The average full service lodge in Alaska charges over $7,000. Per week. The average fly-out lodge is closer to $10,000. There is good reason for these seemingly ridiculous prices.
Alaska is expensive. A gallon of milk is $10.00. Necessities like lumber for building cabins and propane for heating them is as much as 4 times more expensive than in the lower 48. I still have trouble buying a can of soda at the grocery store without cringing.
When we decided to start this business in Alaska, we knew that our biggest challenge would be to keep it affordable. I have always believed that the majority of fishermen are just like me – we all want to fish Alaska, but we don’t want to sell our cars to be able to afford the trip.
I have to admit, I was ready to put together a wilderness tent camp. I wanted a camp that sat right on the riverbank of a river that would offer home water full of big rainbows, that would get all 5 species of salmon and that would offer our guests a chance to catch arctic char and grayling as well. A place that we could jump in a jet boat and visit a variety of great fishing rivers and streams without the need to board an expensive float plane, allowing us to fish no matter what the weather conditions.
But my lovely wife Phyllis put her foot down and demanded a little more comfort. She wanted to make sure that a husband could feel comfortable bringing his wife – even his whole family – into our camp. She required hard sided cabins, real mattresses, a porch to enjoy the sunset and a hot shower at the end of the day. She wanted a nice kitchen to cook in, a dining room to enjoy her great meals in. She refused to wander around outside in the dark to find a bathroom in the middle of the night – she wanted a toilet in every cabin, including hers.
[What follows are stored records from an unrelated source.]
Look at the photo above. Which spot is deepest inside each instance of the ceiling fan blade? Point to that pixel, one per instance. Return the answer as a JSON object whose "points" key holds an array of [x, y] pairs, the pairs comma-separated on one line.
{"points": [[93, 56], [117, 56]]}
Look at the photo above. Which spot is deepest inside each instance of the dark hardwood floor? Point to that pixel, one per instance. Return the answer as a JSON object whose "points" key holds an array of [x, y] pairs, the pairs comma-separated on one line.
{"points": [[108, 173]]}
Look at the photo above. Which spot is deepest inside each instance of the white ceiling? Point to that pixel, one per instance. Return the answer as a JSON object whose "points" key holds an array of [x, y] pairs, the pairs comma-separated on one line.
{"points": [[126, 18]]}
Naknek River Camp met all these desires, and added a few conveniences that neither one of us expected to have in the Alaskan bush, including phone service for both us and our guests.
We have road access to the towns of King Salmon and Naknek, offering medical services, a general store, groceries and even fishing and hunting supplies. Our guests even took us out to dinner a few times at one of the local restaurants – sometimes a burger and a beer can be an exotic meal if the burger is an Eddies Firplace Burger and the beer is an Alaskan Amber.
Our cabins include towels, pillows and linens. Just bring your PJ’s, your toothbrush, your fishing gear and your sense of adventure. We’ll supply everything else.